Nonetheless, the intervention improved medication compliance and satisfaction with care in all patients. A different approach provided physician treatment guidelines for their http://www.selleckchem.com/products/PLX-4032.html primary care patients with depression.46 Consistent with

the general literature on guideline adaptation, physician education alone resulted in greater recognition of depression, but not adequate treatment among those identified as depressed. PROSPECT’S guideline management intervention, like the physician-focused model, targets physician and patient Inhibitors,research,lifescience,medical adherence to treatment guidelines. Like the collaborative model, a specialist is integrated into the primary care setting, but in this case the specialist has the task of collaborating with the physician and increasing recognition of depression and adherence to specific treatment guidelines. An advantage of the guideline management model for elderly patients is

that it is expected Inhibitors,research,lifescience,medical to increase both the acceptability to patients and usefulness to practices.
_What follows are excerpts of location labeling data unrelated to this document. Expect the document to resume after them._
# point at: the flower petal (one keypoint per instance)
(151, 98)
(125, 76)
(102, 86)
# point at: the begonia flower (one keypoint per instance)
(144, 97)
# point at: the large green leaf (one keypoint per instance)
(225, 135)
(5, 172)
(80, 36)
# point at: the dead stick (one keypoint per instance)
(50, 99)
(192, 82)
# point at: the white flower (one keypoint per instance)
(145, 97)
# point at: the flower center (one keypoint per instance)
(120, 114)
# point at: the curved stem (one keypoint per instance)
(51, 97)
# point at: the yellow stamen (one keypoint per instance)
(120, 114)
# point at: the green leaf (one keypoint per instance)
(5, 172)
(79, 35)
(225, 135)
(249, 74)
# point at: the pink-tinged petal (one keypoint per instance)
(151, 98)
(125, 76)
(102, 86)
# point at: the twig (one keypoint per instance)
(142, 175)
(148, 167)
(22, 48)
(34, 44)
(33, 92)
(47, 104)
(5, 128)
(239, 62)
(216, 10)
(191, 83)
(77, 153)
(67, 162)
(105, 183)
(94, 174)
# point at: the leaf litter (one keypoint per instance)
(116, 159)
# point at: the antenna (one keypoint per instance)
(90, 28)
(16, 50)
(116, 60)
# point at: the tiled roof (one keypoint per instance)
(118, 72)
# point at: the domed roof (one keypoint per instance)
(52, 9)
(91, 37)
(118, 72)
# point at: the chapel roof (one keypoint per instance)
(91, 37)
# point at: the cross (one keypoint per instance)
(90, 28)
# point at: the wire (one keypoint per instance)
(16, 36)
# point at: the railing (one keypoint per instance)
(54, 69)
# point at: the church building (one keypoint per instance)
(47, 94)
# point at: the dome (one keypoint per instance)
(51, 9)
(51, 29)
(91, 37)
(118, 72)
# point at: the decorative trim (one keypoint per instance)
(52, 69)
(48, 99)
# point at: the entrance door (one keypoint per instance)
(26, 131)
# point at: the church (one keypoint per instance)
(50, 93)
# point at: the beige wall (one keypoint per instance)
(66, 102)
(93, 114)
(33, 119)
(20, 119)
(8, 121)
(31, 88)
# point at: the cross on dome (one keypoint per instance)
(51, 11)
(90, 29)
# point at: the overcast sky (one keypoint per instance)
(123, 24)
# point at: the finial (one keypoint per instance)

In studies of primary care Inhibitors,research,lifescience,medical patients, the vast majority of depressed patients report preferring to receive help for emotional distress by their primary care physician as opposed to a mental health specialist.47 Further, when primary care patients are referred to mental health specialists, as many as half do not reach the specialist.48,49 These findings

in mixedage groups might be even stronger in an elderly population as community studies report more negative attitudes towards mental health specialists among older than younger adults.50 From the physician’s perspective, guideline management Inhibitors,research,lifescience,medical keeps control of patient treatment in the hands of the primary care physician. As the majority of primary care physicians prefer treating their depressed patients themselves rather Inhibitors,research,lifescience,medical than referring them to others,43 this approach is expected to be more acceptable to physicians, which if found feasible, increases the likelihood of its being adopted into general practice. The difference between an intervention that facilitates the use of a guideline to identify and treat depression rather than prescribes the treatment for patients enrolled in the study is analogous to the difference within controlled 3-mercaptopyruvate sulfurtransferase treatment trials in analyses of intcnt-to-trcat patients compared with treated patients. PROSPECT aims to test the effect of the intervention on reducing suicide risk in a sample of all practice patients, not just those who following the steps of the treatment algorithm. The analysis, however, will need to examine the extent to which the primary care physicians did adhere to the guideline’s recommendations and the fidelity of the health specialist to the intervention prescribed by the intervention.